4. ATP can cause arterial narrowing after placement in the subarachnoid space of nonhuman primates. However, levels of ATP adjacent to vasospastic arteries are not high enough to cause vasospasm. In addition, severe vasospasm with histopathological changes in the arteries equivalent to that produced by whole blood clot in the subarachnoid space of nonhuman primates was not observed. This suggests that this method of testing vasospastic substances is not a valid method of testing for substances that cause vasospasm. It should be determined if the lack of pathological changes and severe vasospasm produced by this method is because a single compound, such as ATP or hemoglobin, causes vasospasm but that placing it in agarose alters its delivery and decreases the amount of vasospasm produced or because vasospasm is a more complex, multifactorial process.
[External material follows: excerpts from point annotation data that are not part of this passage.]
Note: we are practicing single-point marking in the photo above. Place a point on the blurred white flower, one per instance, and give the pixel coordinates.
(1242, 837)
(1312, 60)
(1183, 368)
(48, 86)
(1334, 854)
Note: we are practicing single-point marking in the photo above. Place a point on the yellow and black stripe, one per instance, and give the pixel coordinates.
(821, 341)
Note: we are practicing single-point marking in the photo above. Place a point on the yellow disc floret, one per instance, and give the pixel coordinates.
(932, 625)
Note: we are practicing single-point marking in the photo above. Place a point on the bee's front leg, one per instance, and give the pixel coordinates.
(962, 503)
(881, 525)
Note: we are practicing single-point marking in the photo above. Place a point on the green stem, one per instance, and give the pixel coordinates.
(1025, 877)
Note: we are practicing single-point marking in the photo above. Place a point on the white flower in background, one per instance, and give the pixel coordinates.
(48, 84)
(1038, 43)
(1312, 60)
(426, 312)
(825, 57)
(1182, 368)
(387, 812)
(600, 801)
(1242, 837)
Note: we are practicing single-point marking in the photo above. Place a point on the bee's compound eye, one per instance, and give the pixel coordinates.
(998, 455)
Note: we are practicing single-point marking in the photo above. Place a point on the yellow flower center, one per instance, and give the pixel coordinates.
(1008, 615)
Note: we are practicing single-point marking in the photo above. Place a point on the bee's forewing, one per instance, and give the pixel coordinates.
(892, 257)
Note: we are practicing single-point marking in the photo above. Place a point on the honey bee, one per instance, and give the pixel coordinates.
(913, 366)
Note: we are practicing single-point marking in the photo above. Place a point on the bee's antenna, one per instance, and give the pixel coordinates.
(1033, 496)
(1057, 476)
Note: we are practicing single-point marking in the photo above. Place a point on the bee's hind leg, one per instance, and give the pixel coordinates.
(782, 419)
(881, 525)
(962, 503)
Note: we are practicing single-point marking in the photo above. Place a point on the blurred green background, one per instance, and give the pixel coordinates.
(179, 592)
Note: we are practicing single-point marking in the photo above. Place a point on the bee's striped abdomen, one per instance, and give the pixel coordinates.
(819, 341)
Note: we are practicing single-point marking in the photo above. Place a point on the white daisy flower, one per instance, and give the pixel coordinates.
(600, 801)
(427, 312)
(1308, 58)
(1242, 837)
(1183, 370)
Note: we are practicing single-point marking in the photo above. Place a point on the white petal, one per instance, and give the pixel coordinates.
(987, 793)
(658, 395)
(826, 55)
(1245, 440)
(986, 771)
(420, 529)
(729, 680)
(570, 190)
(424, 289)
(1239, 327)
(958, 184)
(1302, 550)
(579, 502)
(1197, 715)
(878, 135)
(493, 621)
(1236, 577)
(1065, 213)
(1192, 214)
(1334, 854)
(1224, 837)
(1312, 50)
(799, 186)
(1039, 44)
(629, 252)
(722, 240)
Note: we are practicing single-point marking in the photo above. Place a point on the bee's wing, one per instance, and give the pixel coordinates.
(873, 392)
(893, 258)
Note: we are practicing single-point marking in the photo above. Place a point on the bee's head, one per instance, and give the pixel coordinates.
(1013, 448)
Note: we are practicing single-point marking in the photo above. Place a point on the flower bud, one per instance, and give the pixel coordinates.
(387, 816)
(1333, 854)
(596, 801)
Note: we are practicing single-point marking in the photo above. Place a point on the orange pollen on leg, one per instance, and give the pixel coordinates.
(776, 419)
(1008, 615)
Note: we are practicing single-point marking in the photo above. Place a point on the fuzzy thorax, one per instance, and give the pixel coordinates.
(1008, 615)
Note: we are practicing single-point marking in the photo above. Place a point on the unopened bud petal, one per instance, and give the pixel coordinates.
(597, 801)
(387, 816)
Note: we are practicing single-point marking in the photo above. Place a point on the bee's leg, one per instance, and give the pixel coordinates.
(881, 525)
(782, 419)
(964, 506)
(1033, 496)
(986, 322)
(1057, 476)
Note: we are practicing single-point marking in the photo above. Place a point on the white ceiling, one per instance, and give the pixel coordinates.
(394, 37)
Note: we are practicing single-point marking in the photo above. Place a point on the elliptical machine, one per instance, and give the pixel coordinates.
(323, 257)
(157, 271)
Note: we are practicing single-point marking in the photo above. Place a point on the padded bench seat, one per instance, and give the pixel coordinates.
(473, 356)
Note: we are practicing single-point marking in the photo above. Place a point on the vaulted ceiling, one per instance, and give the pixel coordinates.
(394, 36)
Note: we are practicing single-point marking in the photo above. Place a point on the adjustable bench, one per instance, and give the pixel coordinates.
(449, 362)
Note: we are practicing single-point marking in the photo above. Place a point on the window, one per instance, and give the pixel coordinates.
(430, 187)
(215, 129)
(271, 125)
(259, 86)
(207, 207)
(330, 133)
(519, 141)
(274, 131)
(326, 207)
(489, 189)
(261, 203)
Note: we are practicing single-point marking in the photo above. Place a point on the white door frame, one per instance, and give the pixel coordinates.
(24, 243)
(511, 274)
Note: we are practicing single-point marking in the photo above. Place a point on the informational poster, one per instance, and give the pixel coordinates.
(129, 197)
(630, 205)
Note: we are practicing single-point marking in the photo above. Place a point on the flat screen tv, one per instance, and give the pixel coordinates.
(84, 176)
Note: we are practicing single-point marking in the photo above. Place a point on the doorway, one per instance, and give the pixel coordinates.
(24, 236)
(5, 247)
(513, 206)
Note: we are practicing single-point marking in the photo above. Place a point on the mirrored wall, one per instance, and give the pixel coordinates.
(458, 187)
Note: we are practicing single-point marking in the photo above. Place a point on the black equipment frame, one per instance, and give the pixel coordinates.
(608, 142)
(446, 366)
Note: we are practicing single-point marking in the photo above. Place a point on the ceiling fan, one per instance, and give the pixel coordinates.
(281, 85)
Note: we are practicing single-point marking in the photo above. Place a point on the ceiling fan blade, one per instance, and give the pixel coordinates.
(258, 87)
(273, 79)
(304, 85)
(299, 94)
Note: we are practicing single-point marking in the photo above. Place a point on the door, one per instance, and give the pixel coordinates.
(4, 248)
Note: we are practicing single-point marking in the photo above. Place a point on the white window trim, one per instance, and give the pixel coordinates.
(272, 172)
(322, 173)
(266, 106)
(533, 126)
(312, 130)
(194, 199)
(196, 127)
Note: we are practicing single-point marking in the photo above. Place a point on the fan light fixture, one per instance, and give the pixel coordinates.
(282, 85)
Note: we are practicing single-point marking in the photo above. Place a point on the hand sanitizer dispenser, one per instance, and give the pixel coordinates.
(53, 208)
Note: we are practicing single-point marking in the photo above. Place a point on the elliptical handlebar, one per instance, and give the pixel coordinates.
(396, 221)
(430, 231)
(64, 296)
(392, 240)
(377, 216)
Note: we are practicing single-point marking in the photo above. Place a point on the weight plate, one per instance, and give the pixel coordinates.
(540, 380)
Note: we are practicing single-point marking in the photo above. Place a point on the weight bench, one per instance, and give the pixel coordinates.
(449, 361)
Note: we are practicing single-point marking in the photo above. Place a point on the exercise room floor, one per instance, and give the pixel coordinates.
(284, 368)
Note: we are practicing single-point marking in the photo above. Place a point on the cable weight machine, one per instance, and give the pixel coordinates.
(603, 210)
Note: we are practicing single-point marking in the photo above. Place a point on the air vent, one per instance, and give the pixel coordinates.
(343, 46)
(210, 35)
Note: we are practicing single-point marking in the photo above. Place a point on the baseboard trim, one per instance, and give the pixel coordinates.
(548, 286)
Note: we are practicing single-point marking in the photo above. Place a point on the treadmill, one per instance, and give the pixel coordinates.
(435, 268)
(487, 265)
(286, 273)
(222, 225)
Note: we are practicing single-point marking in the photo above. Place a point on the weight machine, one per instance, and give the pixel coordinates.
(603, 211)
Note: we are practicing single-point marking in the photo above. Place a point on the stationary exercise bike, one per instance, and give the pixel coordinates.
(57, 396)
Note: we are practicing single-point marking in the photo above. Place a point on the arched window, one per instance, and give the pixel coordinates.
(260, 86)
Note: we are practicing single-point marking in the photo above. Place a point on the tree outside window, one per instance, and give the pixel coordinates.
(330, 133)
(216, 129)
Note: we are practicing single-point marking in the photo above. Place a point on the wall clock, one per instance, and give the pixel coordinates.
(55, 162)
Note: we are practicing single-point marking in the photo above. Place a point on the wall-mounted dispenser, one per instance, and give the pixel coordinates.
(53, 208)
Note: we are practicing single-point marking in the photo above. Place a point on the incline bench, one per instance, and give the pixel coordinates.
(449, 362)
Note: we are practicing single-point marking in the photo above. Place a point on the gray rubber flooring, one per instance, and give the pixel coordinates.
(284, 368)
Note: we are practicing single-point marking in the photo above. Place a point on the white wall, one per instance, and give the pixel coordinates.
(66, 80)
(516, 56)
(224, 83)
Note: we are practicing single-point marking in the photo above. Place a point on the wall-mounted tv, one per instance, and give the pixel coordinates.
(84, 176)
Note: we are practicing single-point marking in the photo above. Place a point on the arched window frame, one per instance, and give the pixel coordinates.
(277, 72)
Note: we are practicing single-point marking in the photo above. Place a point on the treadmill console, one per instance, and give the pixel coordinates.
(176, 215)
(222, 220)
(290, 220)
5. The clot removal study shows that vasospasm requires the presence of subarachnoid blood through day 3 but that after that, vasospasm becomes independent of the presence of subarachnoid blood clot. The reasons for this are not clear. If hemoglobin causes vasospasm, then there is some alteration in the cerebral arteries because hemoglobin is still present on day 7 yet vasospasm is resolving and does not depend on the presence of the hemoglobin which is the very substance that was postulated to cause the narrowing earlier on!
6. We feel that these studies raise important issues with regard to further investigations into vasospasm and hope you will question them to help further our understanding of vasospasm.